Instructor: Professor David Dean

Introduction: Historians have always sought new ways of exploring, presenting and re-presenting the past, but over the past two decades a new awareness has emerged in our discipline through what might be called the performative turn. This wide ranging phenomena includes re-enactments at living history sites and costumed interpreters in museums and heritage buildings; feature films, television dramas, and theatre stages; street performers, walking tours, and public art; video games and interactive digital sites; protests and parades; opera, musicals and dance. All involve performance strategies and techniques that shape the stories we choose to tell, enhance historical consciousness, and navigate the distance between past and present. The performative turn requires us to ask ourselves why we want to tell these histories and what we hope to achieve in the telling. We will begin by considering theories of narrativity and performativity and the ways in which these inform historical understanding and practice. We will then explore a variety of historical performances, varied both in time and space but also in form. This experience will provide you with a toolkit with which to explore forms of historical representation shaped by your own interests and concerns.
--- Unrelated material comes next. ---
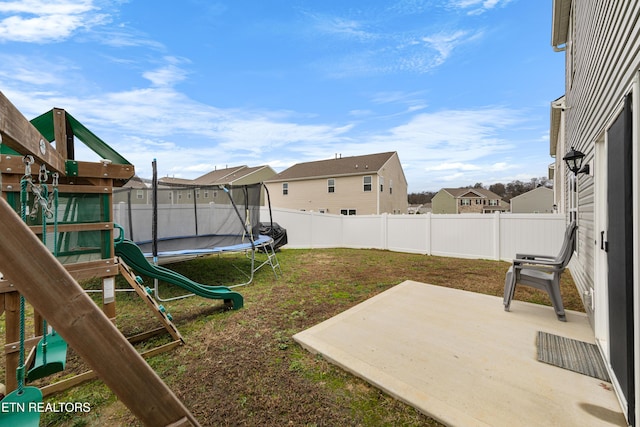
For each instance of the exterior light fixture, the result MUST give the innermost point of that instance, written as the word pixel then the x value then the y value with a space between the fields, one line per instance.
pixel 573 159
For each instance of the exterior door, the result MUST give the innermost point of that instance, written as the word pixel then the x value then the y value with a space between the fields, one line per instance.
pixel 619 247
Our common aim will be to reach an understanding of how historians have gained new insights into the past through performance. You are encouraged to work towards a final performance rather than a final research paper.

Class Format: We meet once a week in a three-hour block. There will be frequent outings to performances and we will be welcoming visiting speakers to share their experience and run workshops.

Aims and Goals: My aims in teaching this course are to help you become familiar with some of the approaches historians have used in telling stories about the past; to give you an opportunity to familiarize yourself with the theory and practice of historical narrative and performance; to provide an opportunity to consider different forms of historical performance; to invite you to discuss these issues with others both in the classroom and beyond; to enable you to draw on the theoretical, methodological and practical aspects of the course in a way that will be useful for your own work and area of interest; and to explore the possibilities of historical performance in a form that especially intrigues you.

Assessment: There will be three components: participation, performance review, and a final performance or paper. Attendance at all course sessions is expected unless arrangements have been made.

Text: There is no set text for the course but key readings will be: Diana Taylor, The Archive and the Repetoire. Performing Cultural Memory in the Americas (Duke University Press, 2003); Rebecca Schneider, Performing Remains. Art and War in Times of Theatrical Reenactment (Routledge, 2011); and David Dean, Yana Meerzon, and Kathryn Prince (eds), History, Memory, Performance (Palgrave, 2015).